Siebtes Zweitliga-Jahr droht: HSV bleibt nur wenig Hoffnung
von Marcel Breuer | dpaAbseits des Jubels der Mannschaft, der Trainer und der Fans von Holstein Kiel standen die Spieler des Hamburger SV tief enttäuscht auf dem Spielfeld im Volksparkstadion. Nach dem 0:1 gegen den Zweitliga-Tabellenführer und wahrscheinlichen Bundesliga-Neuling aus dem hohen Norden war den meisten von ihnen klar: Das war's wohl mit dem Aufstieg, das siebte Zweitliga-Jahr droht. «Nach so einer Niederlage und bei der Ausgangslage muss ein Wunder her», sagte Stürmer Robert Glatzel.
Dieses Fußball-Wunder müsste schon gewaltig ausfallen. Rechnerisch ist für die Hanseaten in den noch vier verbleibenden Spielen der Sprung auf Rang drei zwar möglich. Allein es fehlt der Glaube angesichts des Rückstands des Tabellenvierten zum Aufstiegsrelegationsplatz von nun sechs Punkten.
«Wir sind Realisten. Die Jungs, die vor uns sind, machen ihre Hausaufgaben und wir nicht. Das ist erst einmal Fakt», stellte HSV-Trainer Steffen Baumgart nüchtern fest. Das heiße nicht, «dass wir aufhören, dass wir aufgeben», fügt er an. «Wir sollten aber anfangen, unsere Hausaufgaben zu machen.

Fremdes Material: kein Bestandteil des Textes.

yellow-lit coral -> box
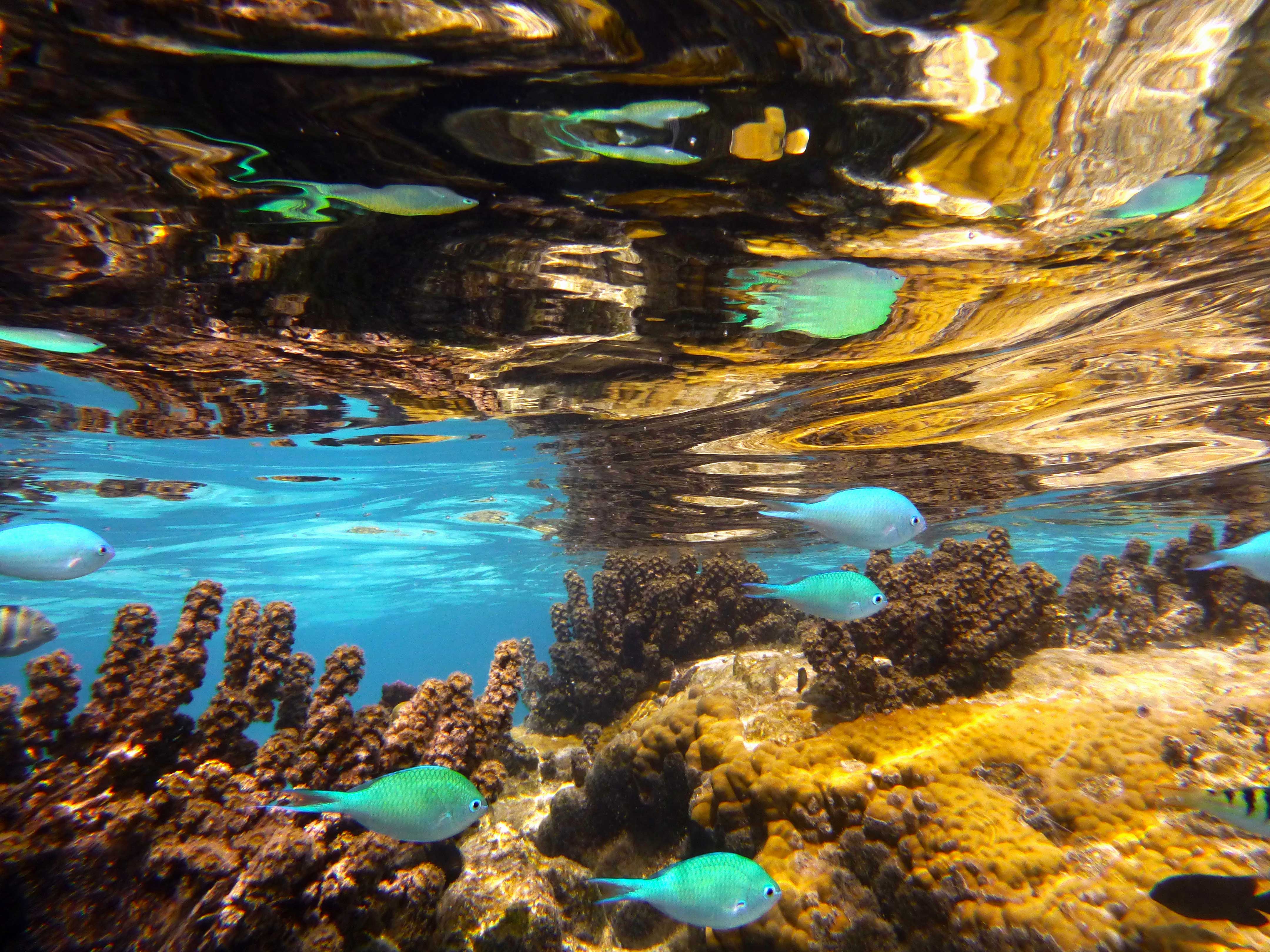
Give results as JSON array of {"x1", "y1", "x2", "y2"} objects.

Sonst brauchen wir über nichts zu reden.»
HSV mit schwacher Tordifferenz
Dass die HSV-Konkurrenz plötzlich einbricht, erscheint im Moment schwer vorstellbar. Der Tabellendritte Fortuna Düsseldorf hatte vor dem Top-Spiel in Hamburg seine Pflicht gegen die SpVgg Greuther Fürth mit den 1:0 erfüllt und holte den sechsten Sieg nacheinander. Dazu kommt, dass der HSV eine um 16 Tore schlechtere Tordifferenz als die Fortuna aufweist.
Dass es für den HSV trotz starker Einzelspieler derzeit nicht für ganz oben reicht, ist eine bittere Feststellung kurz vor dem Saisonende. Wenn wie gegen Holstein Kiel der Topscorer Laszlo Bénes kurzfristig ausfällt, kann dies nur schwer kompensiert werden. «Wir haben nicht schlecht gespielt», sagte der Ex-Kieler und heutige HSV-Mittelfeldspieler Jonas Meffert. Und in der Tat trugen die Gastgeber vor 57.000 Zuschauer zu einem sehr intensiven Nordduell bei.

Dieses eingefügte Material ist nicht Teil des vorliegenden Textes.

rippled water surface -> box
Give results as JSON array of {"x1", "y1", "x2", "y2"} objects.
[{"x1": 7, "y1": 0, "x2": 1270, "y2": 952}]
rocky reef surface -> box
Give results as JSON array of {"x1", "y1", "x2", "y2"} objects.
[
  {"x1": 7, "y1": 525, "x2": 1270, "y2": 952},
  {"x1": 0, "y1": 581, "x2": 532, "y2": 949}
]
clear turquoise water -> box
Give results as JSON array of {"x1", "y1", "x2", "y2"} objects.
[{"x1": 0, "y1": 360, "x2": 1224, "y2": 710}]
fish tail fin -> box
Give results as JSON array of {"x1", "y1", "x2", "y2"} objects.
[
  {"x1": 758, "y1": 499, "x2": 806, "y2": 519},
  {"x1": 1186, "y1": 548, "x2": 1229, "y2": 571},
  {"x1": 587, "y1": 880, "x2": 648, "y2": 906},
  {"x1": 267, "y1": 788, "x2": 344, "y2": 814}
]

Einsatzbreitschaft und Willen war keinem Spieler abzusprechen. Doch «nicht schlecht gespielt» ist nicht aufstiegsreif. Dass das Gegentor durch Tom Rothe (59.) wegen eines vermeintlichen Fouls von Kiels Marko Ivezic an HSV-Torwart Matheo Raab («Für mich ist es unbegreiflich, wie man da nicht pfeifen kann») zumindest diskutabel war, war unglücklich für die Hamburger. Dass ihnen nach der Gelb-Roten Karte für den Ex-HSVer Lewis Holtby (73.) in Überzahl nicht viel einfiel, war aber ein Beleg für die aktuellen Defizite vor allem in der Offensive.

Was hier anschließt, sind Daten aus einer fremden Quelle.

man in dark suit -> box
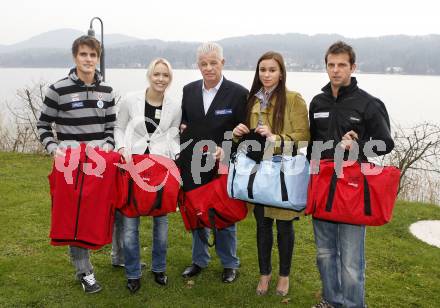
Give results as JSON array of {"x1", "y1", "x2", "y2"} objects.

Die Situation der Kieler erscheint wie ein Gegenentwurf zu HSV-Lage. Spielerisch hatten sie im Volksparkstadion auch nicht geglänzt. Doch die Selbstverständlichkeit, mit der sie agierten, das Selbstbewusstsein und die Einsatzlust waren ständig zu spüren. Die verletzungsbedingte Auswechslung von Finn Porath (24.) wurde durch Siegtorschütze Rothe bestens ausgeglichen.
Lob von Holtby ans Team
«Fußballerisch war das nicht das, was ich mir vorgestellt habe», sagte Trainer Marcel Rapp. «Aber alles nachvollziehbar. Die Jungs haben sehr gut verteidigt. Und das ist die Basis für alles.» Holtby sprach seinen Teamkollegen ein großes Lob aus. «Ich kriege hier eine dumme Gelb-Rote Karte, aber die Jungs fighten wie Löwen. Sie schmeißen sich in jeden Schuss, verteidigen die Flanke, jeder hat Gas gegeben», sagte er bei Sport1. «Das ist eine Mannschaft.»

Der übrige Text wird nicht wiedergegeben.